Custom LLM Integration
📋 Planned
 Documentation Under Construction
This guide will show you how to integrate a custom LLM provider by implementing the LlmService interface, allowing Vanna to work with any language model.
Planned Content
- ✓ The LlmService interface explained
- ✓ Complete example implementation (e.g., for local Ollama or HuggingFace)
- ✓ Handling streaming responses
- ✓ Tool/function calling implementation
- ✓ Error handling and retries
- ✓ Testing your custom LLM service
- ✓ Registering your custom service with the agent
Want to contribute or suggest improvements?
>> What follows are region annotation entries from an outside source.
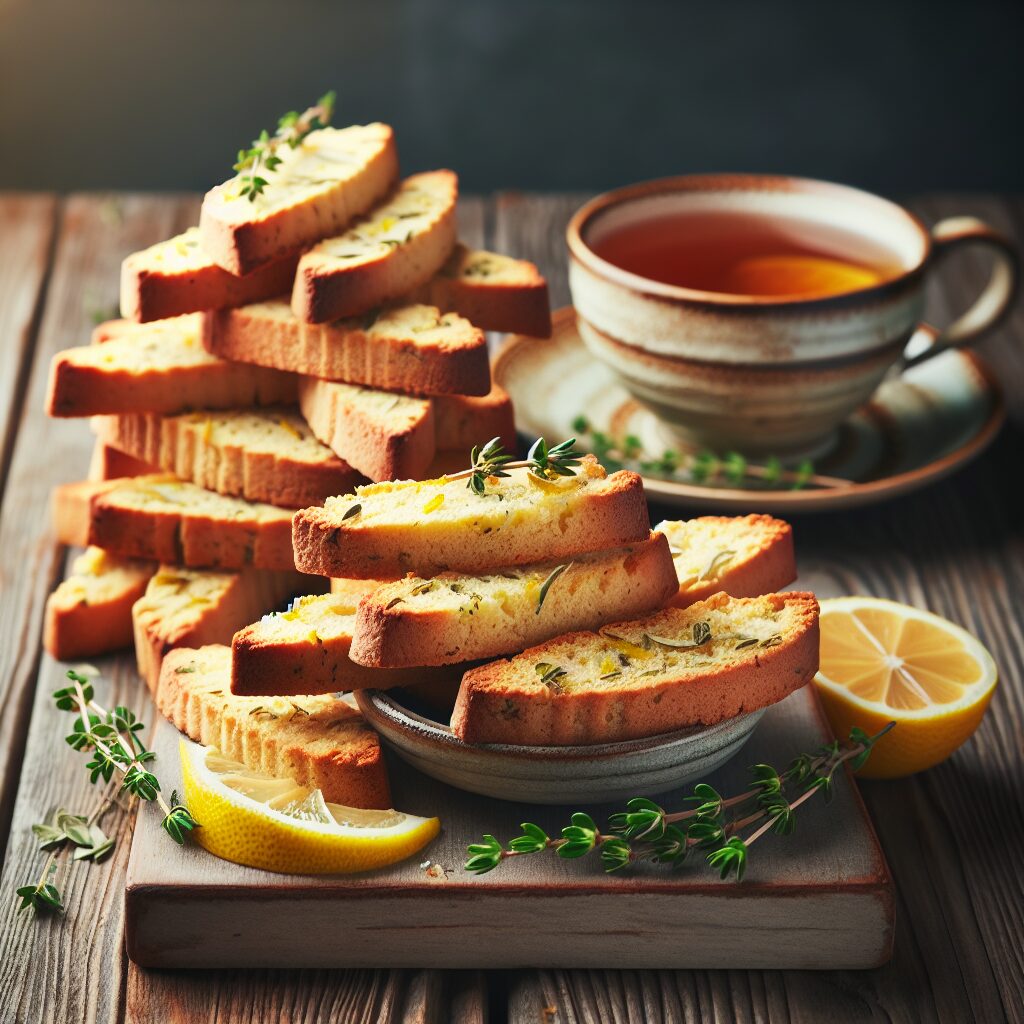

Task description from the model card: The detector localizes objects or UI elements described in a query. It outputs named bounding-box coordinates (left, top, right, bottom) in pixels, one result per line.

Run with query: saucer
left=493, top=306, right=1006, bottom=513
left=354, top=689, right=766, bottom=804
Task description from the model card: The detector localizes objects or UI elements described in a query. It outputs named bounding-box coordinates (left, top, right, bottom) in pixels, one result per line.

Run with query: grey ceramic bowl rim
left=353, top=689, right=765, bottom=762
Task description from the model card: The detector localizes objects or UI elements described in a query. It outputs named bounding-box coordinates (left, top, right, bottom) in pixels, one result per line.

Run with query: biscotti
left=351, top=534, right=678, bottom=668
left=203, top=300, right=490, bottom=395
left=299, top=377, right=436, bottom=483
left=654, top=515, right=797, bottom=608
left=157, top=646, right=391, bottom=808
left=46, top=316, right=296, bottom=416
left=452, top=593, right=818, bottom=745
left=293, top=456, right=650, bottom=579
left=199, top=124, right=398, bottom=274
left=43, top=548, right=157, bottom=662
left=94, top=406, right=364, bottom=509
left=231, top=581, right=461, bottom=695
left=131, top=565, right=315, bottom=693
left=406, top=245, right=551, bottom=338
left=292, top=171, right=459, bottom=324
left=53, top=475, right=294, bottom=569
left=121, top=227, right=299, bottom=324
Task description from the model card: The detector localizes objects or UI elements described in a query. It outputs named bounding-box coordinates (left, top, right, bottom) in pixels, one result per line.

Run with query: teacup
left=567, top=174, right=1018, bottom=458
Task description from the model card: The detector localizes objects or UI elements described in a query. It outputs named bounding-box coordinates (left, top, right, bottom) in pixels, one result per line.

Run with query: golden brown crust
left=297, top=377, right=434, bottom=483
left=200, top=125, right=398, bottom=274
left=203, top=306, right=490, bottom=395
left=95, top=407, right=364, bottom=509
left=452, top=593, right=818, bottom=745
left=292, top=470, right=650, bottom=579
left=292, top=171, right=459, bottom=324
left=351, top=534, right=678, bottom=668
left=670, top=514, right=797, bottom=608
left=53, top=476, right=295, bottom=569
left=121, top=237, right=299, bottom=324
left=157, top=646, right=391, bottom=808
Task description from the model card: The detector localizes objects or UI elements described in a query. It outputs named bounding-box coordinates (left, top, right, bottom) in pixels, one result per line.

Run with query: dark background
left=0, top=0, right=1024, bottom=194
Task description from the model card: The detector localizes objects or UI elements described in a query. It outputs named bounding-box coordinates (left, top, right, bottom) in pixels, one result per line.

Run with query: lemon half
left=180, top=740, right=440, bottom=874
left=814, top=597, right=997, bottom=778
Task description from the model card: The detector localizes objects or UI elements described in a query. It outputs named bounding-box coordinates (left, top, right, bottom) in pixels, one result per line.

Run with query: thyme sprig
left=572, top=416, right=852, bottom=490
left=465, top=720, right=896, bottom=882
left=234, top=92, right=337, bottom=203
left=17, top=670, right=199, bottom=911
left=449, top=437, right=585, bottom=496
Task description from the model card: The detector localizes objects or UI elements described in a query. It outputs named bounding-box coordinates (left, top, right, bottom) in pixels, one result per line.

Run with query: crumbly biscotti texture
left=157, top=645, right=391, bottom=808
left=292, top=171, right=459, bottom=324
left=433, top=384, right=516, bottom=454
left=121, top=227, right=299, bottom=324
left=406, top=244, right=551, bottom=338
left=351, top=534, right=678, bottom=669
left=452, top=593, right=818, bottom=745
left=46, top=314, right=296, bottom=416
left=199, top=124, right=398, bottom=274
left=96, top=406, right=364, bottom=509
left=88, top=438, right=157, bottom=480
left=43, top=548, right=157, bottom=662
left=203, top=300, right=490, bottom=395
left=53, top=474, right=295, bottom=569
left=231, top=580, right=461, bottom=695
left=131, top=565, right=316, bottom=693
left=299, top=377, right=435, bottom=483
left=654, top=515, right=797, bottom=608
left=293, top=456, right=650, bottom=579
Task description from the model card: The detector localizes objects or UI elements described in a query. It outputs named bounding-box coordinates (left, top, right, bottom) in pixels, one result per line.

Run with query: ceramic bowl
left=566, top=174, right=1016, bottom=458
left=355, top=690, right=764, bottom=804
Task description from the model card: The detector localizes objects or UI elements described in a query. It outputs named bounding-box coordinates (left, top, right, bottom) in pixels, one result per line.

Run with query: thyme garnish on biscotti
left=234, top=92, right=335, bottom=203
left=465, top=720, right=896, bottom=882
left=449, top=437, right=584, bottom=495
left=17, top=671, right=199, bottom=911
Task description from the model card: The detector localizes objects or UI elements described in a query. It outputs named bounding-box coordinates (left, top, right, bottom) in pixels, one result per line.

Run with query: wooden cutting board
left=126, top=688, right=895, bottom=968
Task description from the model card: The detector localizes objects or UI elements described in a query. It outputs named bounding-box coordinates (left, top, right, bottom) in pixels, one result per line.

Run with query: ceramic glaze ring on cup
left=567, top=174, right=1018, bottom=457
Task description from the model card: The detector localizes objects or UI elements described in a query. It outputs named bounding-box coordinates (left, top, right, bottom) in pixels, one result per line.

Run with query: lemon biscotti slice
left=654, top=515, right=797, bottom=608
left=203, top=300, right=490, bottom=395
left=121, top=227, right=299, bottom=324
left=157, top=646, right=391, bottom=808
left=293, top=456, right=650, bottom=579
left=406, top=245, right=551, bottom=338
left=199, top=124, right=398, bottom=273
left=351, top=534, right=678, bottom=668
left=53, top=474, right=295, bottom=569
left=292, top=171, right=459, bottom=324
left=43, top=548, right=157, bottom=662
left=231, top=580, right=461, bottom=695
left=95, top=407, right=362, bottom=509
left=452, top=593, right=818, bottom=745
left=131, top=565, right=316, bottom=692
left=46, top=315, right=296, bottom=416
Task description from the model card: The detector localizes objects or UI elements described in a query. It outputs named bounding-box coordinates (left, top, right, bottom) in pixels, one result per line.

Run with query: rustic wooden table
left=0, top=195, right=1024, bottom=1024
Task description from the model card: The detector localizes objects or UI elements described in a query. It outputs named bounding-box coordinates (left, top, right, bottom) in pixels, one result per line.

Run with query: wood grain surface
left=0, top=195, right=1024, bottom=1024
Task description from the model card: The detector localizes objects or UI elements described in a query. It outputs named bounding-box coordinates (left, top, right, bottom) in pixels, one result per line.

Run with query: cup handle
left=902, top=217, right=1020, bottom=370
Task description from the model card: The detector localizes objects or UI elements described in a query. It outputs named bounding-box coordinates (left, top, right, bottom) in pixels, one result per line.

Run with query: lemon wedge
left=814, top=597, right=997, bottom=778
left=180, top=740, right=440, bottom=874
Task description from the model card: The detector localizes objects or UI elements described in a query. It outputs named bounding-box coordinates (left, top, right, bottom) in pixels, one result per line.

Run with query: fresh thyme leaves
left=17, top=671, right=199, bottom=912
left=234, top=92, right=336, bottom=203
left=534, top=562, right=572, bottom=615
left=449, top=437, right=584, bottom=496
left=572, top=416, right=851, bottom=490
left=465, top=720, right=896, bottom=882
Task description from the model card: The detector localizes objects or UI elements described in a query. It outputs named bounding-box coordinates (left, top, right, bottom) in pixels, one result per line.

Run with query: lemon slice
left=180, top=740, right=440, bottom=874
left=814, top=597, right=997, bottom=778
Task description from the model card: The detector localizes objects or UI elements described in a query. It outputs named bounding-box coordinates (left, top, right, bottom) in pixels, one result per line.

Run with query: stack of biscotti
left=39, top=110, right=550, bottom=806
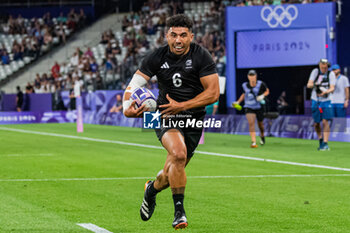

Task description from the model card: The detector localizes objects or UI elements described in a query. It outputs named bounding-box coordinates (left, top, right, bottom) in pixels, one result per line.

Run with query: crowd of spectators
left=0, top=9, right=86, bottom=65
left=19, top=0, right=336, bottom=96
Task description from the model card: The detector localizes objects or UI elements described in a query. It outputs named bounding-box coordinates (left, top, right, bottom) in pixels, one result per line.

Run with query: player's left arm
left=159, top=73, right=220, bottom=115
left=256, top=83, right=270, bottom=101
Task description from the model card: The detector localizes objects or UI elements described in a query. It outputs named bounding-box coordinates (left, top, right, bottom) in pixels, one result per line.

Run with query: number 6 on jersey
left=173, top=73, right=182, bottom=87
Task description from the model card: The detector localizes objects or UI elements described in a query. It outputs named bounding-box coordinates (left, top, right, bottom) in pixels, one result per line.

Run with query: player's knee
left=171, top=148, right=187, bottom=165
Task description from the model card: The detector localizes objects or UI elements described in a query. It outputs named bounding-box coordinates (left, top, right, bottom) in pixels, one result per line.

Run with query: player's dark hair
left=166, top=14, right=193, bottom=31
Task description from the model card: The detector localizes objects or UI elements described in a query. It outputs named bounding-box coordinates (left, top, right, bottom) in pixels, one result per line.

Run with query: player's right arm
left=234, top=93, right=245, bottom=104
left=123, top=70, right=150, bottom=117
left=123, top=47, right=159, bottom=117
left=306, top=69, right=318, bottom=88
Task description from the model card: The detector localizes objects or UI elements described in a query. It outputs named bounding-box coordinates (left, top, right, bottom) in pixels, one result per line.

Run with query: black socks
left=173, top=194, right=185, bottom=213
left=149, top=181, right=160, bottom=196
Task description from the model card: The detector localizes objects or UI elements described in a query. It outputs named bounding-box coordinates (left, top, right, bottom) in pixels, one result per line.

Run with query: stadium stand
left=0, top=9, right=86, bottom=84
left=0, top=0, right=338, bottom=93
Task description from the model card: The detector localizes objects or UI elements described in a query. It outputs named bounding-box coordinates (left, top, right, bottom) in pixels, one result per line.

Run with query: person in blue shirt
left=233, top=70, right=270, bottom=148
left=307, top=59, right=336, bottom=151
left=331, top=64, right=349, bottom=117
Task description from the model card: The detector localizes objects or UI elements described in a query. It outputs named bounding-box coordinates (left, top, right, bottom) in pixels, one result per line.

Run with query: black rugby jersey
left=140, top=43, right=217, bottom=114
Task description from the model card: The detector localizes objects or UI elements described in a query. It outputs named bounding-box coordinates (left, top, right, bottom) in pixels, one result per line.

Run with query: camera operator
left=307, top=59, right=336, bottom=151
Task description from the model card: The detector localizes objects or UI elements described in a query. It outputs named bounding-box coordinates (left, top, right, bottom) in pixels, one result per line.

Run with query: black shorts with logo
left=155, top=116, right=204, bottom=159
left=245, top=108, right=264, bottom=121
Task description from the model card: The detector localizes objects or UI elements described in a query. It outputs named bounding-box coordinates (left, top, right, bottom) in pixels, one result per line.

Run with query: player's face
left=319, top=62, right=328, bottom=73
left=248, top=74, right=256, bottom=83
left=333, top=69, right=340, bottom=76
left=166, top=27, right=193, bottom=55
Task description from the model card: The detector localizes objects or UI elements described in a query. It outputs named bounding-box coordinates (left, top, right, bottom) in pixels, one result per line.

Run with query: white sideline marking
left=77, top=223, right=113, bottom=233
left=6, top=153, right=53, bottom=157
left=0, top=174, right=350, bottom=182
left=0, top=127, right=350, bottom=172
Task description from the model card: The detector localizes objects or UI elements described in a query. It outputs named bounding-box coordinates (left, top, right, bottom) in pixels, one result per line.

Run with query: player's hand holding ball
left=232, top=101, right=242, bottom=111
left=124, top=100, right=147, bottom=117
left=159, top=94, right=185, bottom=115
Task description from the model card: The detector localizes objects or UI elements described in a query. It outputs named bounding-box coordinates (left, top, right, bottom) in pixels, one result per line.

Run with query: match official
left=307, top=59, right=336, bottom=151
left=331, top=64, right=349, bottom=117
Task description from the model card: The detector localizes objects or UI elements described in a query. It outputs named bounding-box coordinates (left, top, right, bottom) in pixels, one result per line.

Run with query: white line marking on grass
left=77, top=223, right=113, bottom=233
left=6, top=153, right=53, bottom=157
left=0, top=127, right=350, bottom=172
left=0, top=174, right=350, bottom=182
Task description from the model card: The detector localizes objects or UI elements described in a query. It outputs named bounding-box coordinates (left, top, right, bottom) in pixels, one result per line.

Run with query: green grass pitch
left=0, top=124, right=350, bottom=233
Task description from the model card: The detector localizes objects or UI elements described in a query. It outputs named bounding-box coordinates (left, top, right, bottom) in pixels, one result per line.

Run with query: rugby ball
left=130, top=87, right=157, bottom=112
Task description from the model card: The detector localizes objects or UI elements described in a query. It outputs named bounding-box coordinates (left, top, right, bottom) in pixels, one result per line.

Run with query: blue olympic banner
left=236, top=29, right=327, bottom=68
left=226, top=2, right=337, bottom=107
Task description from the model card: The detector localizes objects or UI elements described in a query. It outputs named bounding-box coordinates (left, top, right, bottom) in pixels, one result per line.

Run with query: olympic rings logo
left=260, top=5, right=298, bottom=28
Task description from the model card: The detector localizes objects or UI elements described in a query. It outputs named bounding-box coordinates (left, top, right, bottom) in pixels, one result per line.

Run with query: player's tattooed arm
left=123, top=70, right=150, bottom=117
left=159, top=73, right=220, bottom=115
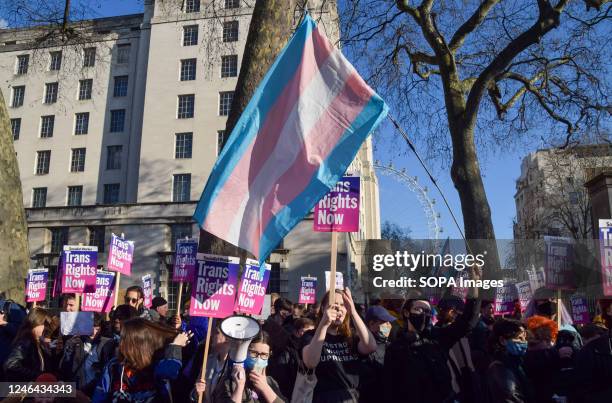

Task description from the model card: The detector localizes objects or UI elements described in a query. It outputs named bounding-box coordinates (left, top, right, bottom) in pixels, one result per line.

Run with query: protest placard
left=189, top=253, right=240, bottom=318
left=106, top=234, right=134, bottom=276
left=172, top=239, right=198, bottom=282
left=234, top=259, right=271, bottom=315
left=495, top=283, right=518, bottom=315
left=142, top=274, right=153, bottom=308
left=544, top=236, right=575, bottom=290
left=599, top=220, right=612, bottom=297
left=298, top=273, right=318, bottom=304
left=61, top=245, right=98, bottom=294
left=81, top=270, right=115, bottom=312
left=325, top=271, right=344, bottom=291
left=314, top=176, right=360, bottom=232
left=570, top=295, right=591, bottom=325
left=60, top=312, right=93, bottom=336
left=26, top=269, right=49, bottom=302
left=516, top=281, right=533, bottom=311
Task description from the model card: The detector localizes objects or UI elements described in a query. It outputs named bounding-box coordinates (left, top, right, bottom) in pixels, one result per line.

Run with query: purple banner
left=189, top=253, right=240, bottom=318
left=234, top=259, right=271, bottom=315
left=26, top=269, right=49, bottom=302
left=106, top=234, right=134, bottom=276
left=62, top=245, right=98, bottom=294
left=172, top=239, right=198, bottom=282
left=81, top=270, right=115, bottom=312
left=314, top=176, right=359, bottom=232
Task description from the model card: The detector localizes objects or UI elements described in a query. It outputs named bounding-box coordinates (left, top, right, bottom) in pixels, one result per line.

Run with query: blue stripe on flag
left=193, top=15, right=316, bottom=226
left=259, top=94, right=389, bottom=264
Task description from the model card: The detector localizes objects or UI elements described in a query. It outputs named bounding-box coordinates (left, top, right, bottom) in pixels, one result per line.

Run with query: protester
left=4, top=308, right=56, bottom=382
left=302, top=288, right=376, bottom=403
left=92, top=318, right=191, bottom=403
left=213, top=331, right=289, bottom=403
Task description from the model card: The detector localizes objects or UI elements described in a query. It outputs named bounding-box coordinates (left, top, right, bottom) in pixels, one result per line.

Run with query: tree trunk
left=0, top=91, right=30, bottom=303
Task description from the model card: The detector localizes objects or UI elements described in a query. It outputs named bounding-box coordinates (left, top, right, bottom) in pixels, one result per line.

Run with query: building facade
left=0, top=0, right=380, bottom=307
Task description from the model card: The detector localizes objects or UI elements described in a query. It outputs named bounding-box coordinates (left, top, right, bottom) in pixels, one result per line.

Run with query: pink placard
left=106, top=234, right=134, bottom=276
left=234, top=259, right=270, bottom=315
left=314, top=176, right=359, bottom=232
left=189, top=253, right=240, bottom=318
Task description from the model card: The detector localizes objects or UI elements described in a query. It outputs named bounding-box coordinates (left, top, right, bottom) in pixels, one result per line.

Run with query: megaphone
left=221, top=315, right=261, bottom=364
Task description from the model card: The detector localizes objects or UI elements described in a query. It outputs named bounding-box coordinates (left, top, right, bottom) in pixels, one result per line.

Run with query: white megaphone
left=221, top=315, right=261, bottom=365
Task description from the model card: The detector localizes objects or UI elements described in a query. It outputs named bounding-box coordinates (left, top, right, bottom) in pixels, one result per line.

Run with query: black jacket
left=382, top=299, right=480, bottom=403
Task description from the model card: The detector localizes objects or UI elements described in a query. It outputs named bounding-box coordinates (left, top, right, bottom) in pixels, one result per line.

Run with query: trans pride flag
left=193, top=15, right=388, bottom=262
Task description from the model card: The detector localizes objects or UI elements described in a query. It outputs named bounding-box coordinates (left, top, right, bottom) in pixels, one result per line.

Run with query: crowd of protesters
left=0, top=280, right=612, bottom=403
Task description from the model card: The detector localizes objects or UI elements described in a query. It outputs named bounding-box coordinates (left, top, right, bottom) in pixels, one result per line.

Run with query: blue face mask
left=506, top=340, right=527, bottom=357
left=244, top=356, right=268, bottom=371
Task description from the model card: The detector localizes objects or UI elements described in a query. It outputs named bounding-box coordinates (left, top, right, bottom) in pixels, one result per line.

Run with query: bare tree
left=340, top=0, right=612, bottom=263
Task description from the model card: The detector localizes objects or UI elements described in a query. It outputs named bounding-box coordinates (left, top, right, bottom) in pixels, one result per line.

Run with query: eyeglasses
left=249, top=350, right=270, bottom=360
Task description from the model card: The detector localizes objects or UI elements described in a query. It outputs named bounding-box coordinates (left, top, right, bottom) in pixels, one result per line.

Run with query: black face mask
left=408, top=313, right=431, bottom=332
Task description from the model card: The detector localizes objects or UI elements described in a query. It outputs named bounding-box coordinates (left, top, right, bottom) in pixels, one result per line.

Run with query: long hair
left=118, top=318, right=177, bottom=371
left=13, top=308, right=51, bottom=345
left=317, top=290, right=353, bottom=344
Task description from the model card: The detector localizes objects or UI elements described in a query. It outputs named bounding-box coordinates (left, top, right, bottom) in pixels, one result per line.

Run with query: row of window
left=32, top=174, right=191, bottom=208
left=11, top=76, right=128, bottom=108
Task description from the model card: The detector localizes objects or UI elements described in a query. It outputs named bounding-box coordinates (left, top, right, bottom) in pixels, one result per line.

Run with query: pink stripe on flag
left=245, top=72, right=373, bottom=254
left=202, top=28, right=334, bottom=243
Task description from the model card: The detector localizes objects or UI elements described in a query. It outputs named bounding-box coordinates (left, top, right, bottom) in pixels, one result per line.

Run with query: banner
left=26, top=269, right=49, bottom=302
left=81, top=270, right=115, bottom=312
left=599, top=220, right=612, bottom=297
left=516, top=281, right=533, bottom=312
left=61, top=245, right=98, bottom=294
left=314, top=176, right=360, bottom=232
left=189, top=253, right=240, bottom=318
left=172, top=239, right=198, bottom=282
left=495, top=284, right=518, bottom=315
left=570, top=296, right=591, bottom=325
left=106, top=234, right=134, bottom=276
left=298, top=277, right=317, bottom=304
left=544, top=236, right=576, bottom=290
left=234, top=259, right=271, bottom=315
left=142, top=274, right=153, bottom=308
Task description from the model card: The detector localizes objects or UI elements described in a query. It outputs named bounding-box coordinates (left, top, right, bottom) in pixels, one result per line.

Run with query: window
left=177, top=94, right=195, bottom=119
left=70, top=148, right=87, bottom=172
left=40, top=115, right=55, bottom=138
left=221, top=55, right=238, bottom=77
left=181, top=59, right=197, bottom=81
left=106, top=146, right=123, bottom=170
left=45, top=83, right=59, bottom=104
left=223, top=21, right=238, bottom=42
left=104, top=183, right=119, bottom=204
left=51, top=228, right=68, bottom=253
left=83, top=48, right=96, bottom=67
left=110, top=109, right=125, bottom=133
left=185, top=0, right=200, bottom=13
left=219, top=91, right=234, bottom=116
left=11, top=118, right=21, bottom=140
left=172, top=174, right=191, bottom=202
left=49, top=52, right=62, bottom=71
left=32, top=188, right=47, bottom=208
left=11, top=85, right=25, bottom=108
left=88, top=226, right=104, bottom=253
left=113, top=76, right=128, bottom=97
left=183, top=25, right=198, bottom=46
left=117, top=44, right=130, bottom=64
left=17, top=55, right=30, bottom=75
left=66, top=186, right=83, bottom=206
left=74, top=112, right=89, bottom=135
left=174, top=133, right=193, bottom=158
left=36, top=150, right=51, bottom=175
left=217, top=130, right=225, bottom=156
left=79, top=78, right=93, bottom=101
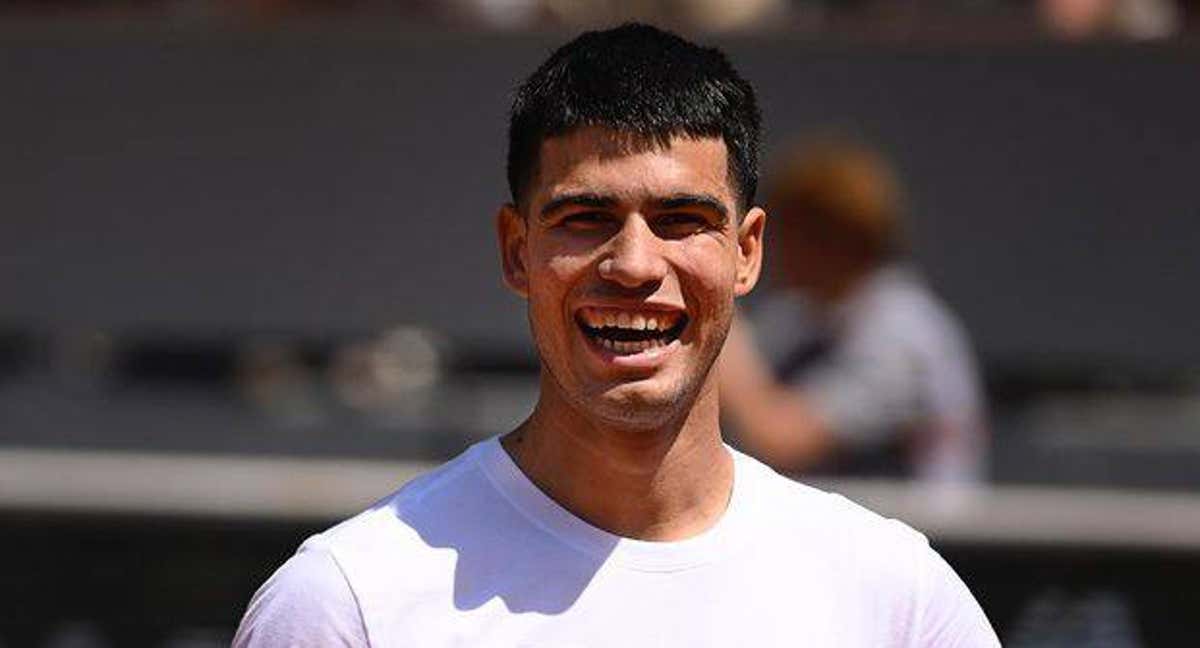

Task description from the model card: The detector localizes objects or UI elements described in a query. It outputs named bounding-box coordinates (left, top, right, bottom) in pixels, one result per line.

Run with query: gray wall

Open an issue on GitHub
The LlmService Interface
When complete, this will show:
from vanna.core.llm import LlmService, LlmRequest, LlmResponse
from typing import AsyncIterator
class MyCustomLlmService(LlmService):
    """Connect to your custom LLM"""
    def __init__(self, api_url: str, api_key: str):
        self.api_url = api_url
        self.api_key = api_key
    async def send_message(
        self,
        request: LlmRequest
    ) -> AsyncIterator[LlmResponse]:
        """Send message to LLM and stream responses"""
        # 1. Convert Vanna message format to your LLM's format
        formatted_request = self.format_request(request)
        # 2. Call your LLM API (streaming)
        async for chunk in self.call_llm_api(formatted_request):
            # 3. Convert response back to Vanna format
            yield self.parse_response(chunk)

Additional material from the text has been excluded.